Ветер, казалось, немного стих – жалюзи не стучали, как прежде.

– А ты уже была влюблена?

Жока посмотрела на огонек горящей сигареты и тихо проговорила:

– По-настоящему нет. Возможно, поэтому во мне так сильно чувство сопротивления. Знаешь, я принадлежу к числу тех дурочек, которые еще верят в большую любовь. Я слишком много жду от этого чувства, поэтому размениваться на мелочи не хочу. Во мне тоже нередко пробуждается и желание, и любопытство, и нетерпение, но без любви... Поцелуи – это совсем другое... Ты уже спишь?

– Нет. Ты и вправду не знала ни одного мужчины?

– А зачем мне лгать? Конечно, многие мои знакомые не верят, но меня их мнение как-то не очень волнует. С какой стати я бы стала лгать тебе?

– Я тебе верю. И очень рад, что ты сказала мне об этом...

– Почему?

– Так, чепуха.

– Нет, ты скажи. Мне очень интересно. – Жока прислушалась к его ровному дыханию. – Почему же ты замолчал?
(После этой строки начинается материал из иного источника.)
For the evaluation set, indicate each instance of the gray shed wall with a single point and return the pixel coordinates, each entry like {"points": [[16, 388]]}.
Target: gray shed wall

– Несколько лет назад я встречался с девушкой и лишил ее невинности... Понимаешь, она не сказала мне... Вот тогда-то я и решил, что не дотронусь ни до одной девушки, кроме той, которая станет моей женой.

– А что случилось с той девушкой?

– Она пошла по рукам, а меня до сих пор совесть мучает...

– Ты считаешь, что виноват в ее падении?..

Миклош нащупал пачку с сигаретами, вытащил одну из них и щелкнул зажигалкой, осветив на несколько секунд часть потолка. И Жока поняла, что воспоминания растревожили его.

– Конечно, мне бы стало легче, – заговорил он почти шепотом, – если бы я смог убедить себя в обратном, но я не смог, а может, просто не захотел. Я убежден, что мужчина, лишивший девушку невинности, должен нести за это ответственность, ведь заранее нельзя предположить, как это скажется на ее дальнейшей судьбе...

– Мне тоже не нравится, как легкомысленно относятся в наше время молодые люди к любви. Папа говорит, что это не только у нас, но и во всем мире так.

– Какие же страны он имеет в виду, употребляя выражение «во всем мире»?

– В подробности он не вдавался. Я не ханжа, однако мне противно, когда парень, встретившись с девушкой два-три раза, уже норовит затащить ее в постель. Мы в университете часто спорим об этом. Вот скажи мне, только честно: ты взял бы в жены девицу, которая до тебя уже любила нескольких мужчин?